Científicos explican que el continente africano se está partiendo lentamente en dos, lo que eventualmente podría provocar la formación de un nuevo océano. Esto a causa de un proceso geológico de gran magnitud está ocurriendo en África oriental y, aunque avanza de forma imperceptible para el ser humano.
El fenómeno se desarrolla en el Gran Valle del Rift, una extensa fractura de miles de kilómetros que atraviesa el este de África. En esta zona, la placa africana se está dividiendo en dos grandes bloques tectónicos: la placa Nubia, que comprende la mayor parte del continente, y la placa Somalí, ubicada hacia el este.

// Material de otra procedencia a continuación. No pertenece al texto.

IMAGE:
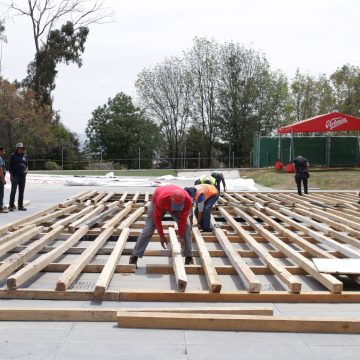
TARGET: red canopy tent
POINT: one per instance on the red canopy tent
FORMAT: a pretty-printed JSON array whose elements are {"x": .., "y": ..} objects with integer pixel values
[{"x": 334, "y": 121}]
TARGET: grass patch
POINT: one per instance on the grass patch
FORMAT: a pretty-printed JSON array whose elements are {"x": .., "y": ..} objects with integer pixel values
[
  {"x": 323, "y": 179},
  {"x": 149, "y": 172}
]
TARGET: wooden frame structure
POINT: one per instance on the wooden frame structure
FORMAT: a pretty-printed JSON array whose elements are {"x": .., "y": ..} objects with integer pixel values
[{"x": 260, "y": 250}]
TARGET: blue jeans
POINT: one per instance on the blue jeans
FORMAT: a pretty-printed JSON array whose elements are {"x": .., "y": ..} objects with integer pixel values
[
  {"x": 149, "y": 229},
  {"x": 1, "y": 194},
  {"x": 17, "y": 181},
  {"x": 205, "y": 221}
]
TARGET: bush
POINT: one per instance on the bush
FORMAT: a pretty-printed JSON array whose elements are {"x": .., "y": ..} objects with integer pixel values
[{"x": 52, "y": 165}]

Según los estudios científicos, difundidos por National Geographic, estas placas se están separando a una velocidad de apenas algunos milímetros por año, lo que significa que no se trata de un evento repentino ni de una catástrofe inminente. De hecho, es un proceso extremadamente lento que ocurre a lo largo de millones de años.
Esta separación ha dado origen a fallas visibles, actividad volcánica y sismos, lo que convierte al este africano en uno de los pocos lugares del mundo donde los geólogos pueden observar cómo un continente comienza a fracturarse.
Un continente diferente al que conocemos
Con el tiempo, si el proceso continúa, la corteza terrestre podría adelgazarse tanto que el agua del océano termine ingresando a la grieta, dando paso a un nuevo mar y, eventualmente, a un océano completo.
De concretarse este escenario, lugares como Somalia y partes de Etiopía, podrían separarse del resto del continente y transformarse en una gran isla.
Los especialistas aclaran que, aunque el fenómeno es real y está científicamente comprobado, no representa un riesgo inmediato para la población, ya que su evolución se mide en escalas geológicas y no humanas.